AI safety at risk: Open-source models are being rewired to ignore ethical guardrails

A new study exposes the fast-evolving, largely unregulated world of publicly available and locally deployable large language models (LLMs), revealing how community modifications are reshaping AI safety, governance, and accessibility. The research, titled “Uncensored AI in the Wild: Tracking Publicly Available and Locally Deployable LLMs,” was published in Future Internet.

The paper represents one of the first large-scale empirical efforts to analyze how open-weight AI models, those that can be freely downloaded, modified, and re-shared, circulate across the internet. By tracking over 8,600 model repositories, the study examined the impact of user-led modifications on safety behaviors, the concentration of AI distribution networks, and the rapid rise of local, consumer-grade deployment of powerful LLMs.

Community modifications are rewriting AI safety

The study compared unmodified baseline models with community-aligned or "safety-modified" variants using 20 representative LLMs. The results show that community interventions can dramatically alter how models handle harmful or restricted prompts.
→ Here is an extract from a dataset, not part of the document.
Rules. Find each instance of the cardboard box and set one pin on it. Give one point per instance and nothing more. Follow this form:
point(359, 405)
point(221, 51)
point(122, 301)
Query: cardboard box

Unmodified open-weight models complied with only 19.2% of unsafe requests, while safety-modified versions complied at 80%, reflecting a fourfold increase in refusals to generate disallowed content. Surprisingly, the effectiveness of these modifications was not correlated with model size, with smaller 14-billion-parameter models sometimes outperforming larger 70-billion-parameter ones .

This suggests that alignment layers, prompt engineering, and reinforcement tuning—often added by independent developers—can significantly reshape how models behave in real-world settings. The author notes that these community adjustments are rewriting traditional assumptions about the centralization of AI safety, transferring substantial control to decentralized, global user networks.

A concentrated but decentralized market

The research also uncovers a paradox at the heart of the open-weight AI ecosystem: it is both decentralized and highly concentrated. Although anyone can download and modify LLMs, a small number of providers dominate their distribution. The top 5% of providers account for over 60% of total downloads, while the top 20 control nearly 86% of all deployments .

This concentration raises questions about data provenance, quality assurance, and governance in what appears to be a decentralized landscape. The study emphasizes that open-weight diffusion has formed a “shadow infrastructure” of AI sharing hubs, particularly on platforms like Hugging Face, GitHub, and model aggregation sites, where model variants proliferate at unprecedented speed.

One of the clearest trends is the dominance of GGUF packaging, a file format designed for local inference and offline use. The format’s popularity reflects the shift from cloud-based AI to edge and personal deployment, allowing individuals to run models entirely on their own hardware.

Interestingly, 4-bit quantized models, which compress memory requirements, are now the most shared versions across public repositories. Yet full-precision (16-bit) and non-quantized models remain the most downloaded overall, signaling a trade-off between accessibility and performance.

The study warns that this dynamic accelerates the democratization of AI access while simultaneously multiplying potential misuse scenarios, as locally hosted models escape the oversight typical of centralized systems.

Governance in the age of local AI

The paper issues a clear warning: AI governance frameworks are not keeping pace with open-weight proliferation. The study argues that most current policy discussions focus on cloud-based services, those controlled by major technology firms, while the real frontier of risk now lies in local, user-modified deployments.

In this distributed landscape, enforcement becomes nearly impossible. Once an open-weight model is released, it can be replicated, retrained, or stripped of its safety filters by anyone with moderate technical skills. The study calls this a “decentralized governance dilemma,” where responsibility for AI behavior diffuses across thousands of anonymous developers and users.

The analysis concludes that traditional regulatory approaches, focused on corporate accountability and API control, no longer apply. Instead, governments and research institutions must design monitoring and transparency systems suited for decentralized AI ecosystems. This includes developing tools for model provenance tracing, encouraging responsible modification standards, and strengthening community-driven safety oversight.

The paper further suggests that tracking AI packaging formats, quantization methods, and distribution flows can serve as practical indicators for policymakers to monitor the evolution of open-weight AI. In other words, governance must adapt from static compliance checks to dynamic ecosystem monitoring, similar to how cybersecurity handles open-source software supply chains.